Muhalif hareketlerin güçlenmeye başlaması iktidarı tedirgin eder. Baas’ın ileri gelen isimleri saltanatlarının sallandığını fark edecek kadar tilkidirler. Diğer yandan nusayriler arasında ciddi bir endişe hakimdir. Baba Esad döneminden beri ayrıcalıklı olmanın nimetlerini fazlasıyla yaşamış olan nusayriler, iktidarın devrilmesi durumunda hem arpalıklarından olacaklar, hem de o dönemde yaptıkları yolsuzluk ve zulümlerden dolayı ağır bir bedel ödemek zorunda kalacaklardır. Beşşar’a yakın çevresinden ağır baskı gelir ve Şam Baharı sona erdirilir.

Başından beri var olan ve kaldırılması gündeme gelen OHAL’de devam kararı alınır. Fakat her şeye rağmen Şam Baharı’nın etkileri sürecek ve Suriye Hafız Esad dönemine göre daha hür bir atmosferle yönetilecektir. Esad ve Esma bu şartlar altında sürdürdükleri iktidar yolculuğunda, halk tarafından hüsn-ü kabul göreceklerdir. Hafız Esad sonrası bir miktar soluk almış olan halk, ölümü görüp sıtmaya razı olmuştur.

Esad ve Esma iyi polis, Baas ve nusayri baronlar kötü polis rolüyle 2011 yılına kadar Rejim’i ayakta tutmayı başaracaklardır. Hama Katliamı sonrası ağır darbe alan ve politika değişikliğine giden İhvan liderleri, daha önceden başvurdukları suikastler ve yeraltı operasyonlarından vazgeçmiş daha çok sivil direniş yolunu seçmiştir. Bir yandan Muhaberat’ın sıkı örgütlenmesi, diğer yandan sütten ağzı yanan muhaliflerin yoğurdu üfleyerek içmesi Suriye’de büyük oranda sükunet tesis etmiştir. Beşşar dönemi halk için pansuman olmuş, yara kabuk bağlamıştır. Ama kabuğun altında onlarca yılın zulmünden müteşekkil cerahat için için kaynamaktadır.
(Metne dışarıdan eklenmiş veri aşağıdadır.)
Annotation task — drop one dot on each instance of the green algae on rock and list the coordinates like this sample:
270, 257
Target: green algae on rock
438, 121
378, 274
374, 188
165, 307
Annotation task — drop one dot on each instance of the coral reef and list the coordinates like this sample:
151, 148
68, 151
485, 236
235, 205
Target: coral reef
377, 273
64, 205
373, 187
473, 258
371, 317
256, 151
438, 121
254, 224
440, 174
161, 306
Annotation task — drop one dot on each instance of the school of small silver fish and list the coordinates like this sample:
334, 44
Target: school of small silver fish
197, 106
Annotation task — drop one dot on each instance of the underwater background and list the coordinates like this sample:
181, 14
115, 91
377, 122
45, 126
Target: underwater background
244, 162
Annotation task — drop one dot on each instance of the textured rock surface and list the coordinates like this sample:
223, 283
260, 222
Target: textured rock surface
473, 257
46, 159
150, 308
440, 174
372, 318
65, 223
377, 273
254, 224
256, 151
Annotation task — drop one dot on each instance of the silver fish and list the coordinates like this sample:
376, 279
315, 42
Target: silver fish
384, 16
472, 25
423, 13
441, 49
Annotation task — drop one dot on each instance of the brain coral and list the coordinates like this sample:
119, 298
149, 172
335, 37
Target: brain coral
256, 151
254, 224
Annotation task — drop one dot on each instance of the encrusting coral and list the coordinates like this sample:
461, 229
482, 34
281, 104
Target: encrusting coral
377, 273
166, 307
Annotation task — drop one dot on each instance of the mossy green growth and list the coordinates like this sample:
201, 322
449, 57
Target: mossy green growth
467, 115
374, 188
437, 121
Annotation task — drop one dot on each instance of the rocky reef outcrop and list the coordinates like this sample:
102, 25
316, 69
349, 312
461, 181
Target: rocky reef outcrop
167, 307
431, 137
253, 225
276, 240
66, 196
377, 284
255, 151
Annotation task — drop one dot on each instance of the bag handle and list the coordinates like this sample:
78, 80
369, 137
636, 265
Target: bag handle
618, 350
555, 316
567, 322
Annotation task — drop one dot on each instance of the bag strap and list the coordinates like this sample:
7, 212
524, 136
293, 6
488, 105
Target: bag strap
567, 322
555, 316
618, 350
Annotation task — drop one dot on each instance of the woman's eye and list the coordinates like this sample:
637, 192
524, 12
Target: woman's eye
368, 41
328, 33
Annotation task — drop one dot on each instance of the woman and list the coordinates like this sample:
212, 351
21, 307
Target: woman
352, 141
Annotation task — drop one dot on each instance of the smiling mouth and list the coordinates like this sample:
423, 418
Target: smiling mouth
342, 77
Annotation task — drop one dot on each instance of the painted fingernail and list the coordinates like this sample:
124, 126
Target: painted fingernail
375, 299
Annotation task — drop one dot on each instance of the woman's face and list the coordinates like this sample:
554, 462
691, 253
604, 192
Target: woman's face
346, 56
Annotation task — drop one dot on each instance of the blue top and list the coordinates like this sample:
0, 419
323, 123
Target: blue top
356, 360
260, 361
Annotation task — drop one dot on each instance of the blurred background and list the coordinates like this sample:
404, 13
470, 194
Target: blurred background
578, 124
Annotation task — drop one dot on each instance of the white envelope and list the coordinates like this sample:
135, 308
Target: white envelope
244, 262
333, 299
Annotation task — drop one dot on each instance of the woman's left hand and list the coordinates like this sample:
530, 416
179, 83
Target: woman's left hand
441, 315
Beşşar ve Esma, Batı’da görüp öğrendikleri ve hatta içten içe öykündükleri bir ülke yönetim modeli oluşturamadılar. Beşşar’ın yeterince gücü ve karizması yoktu. Esma’nın gücü de ancak Beşşar’ı etkileyebilecek seviyedeydi. Derin Baas ikiliye kısmi konularda inisiyatif tanıyordu. Mevzubahis Baas iktidarı olunca kırmızı halılar, kırmızı çizgilere dönüşüyordu. Hem Beşşar-Esma çifti, hem halk bu seviyedeki özgürlükle yetinmek zorunda kalmışlardı. Bu kadarı da hiç yoktan iyiydi. Ülke hassas bir dengede, sessiz sakin hayatına devam ediyordu.

Sonraki bölümde Beşşar dönemi uluslararası aktörler ve Türkiye’yle olan ilişkilerini ele alacağız.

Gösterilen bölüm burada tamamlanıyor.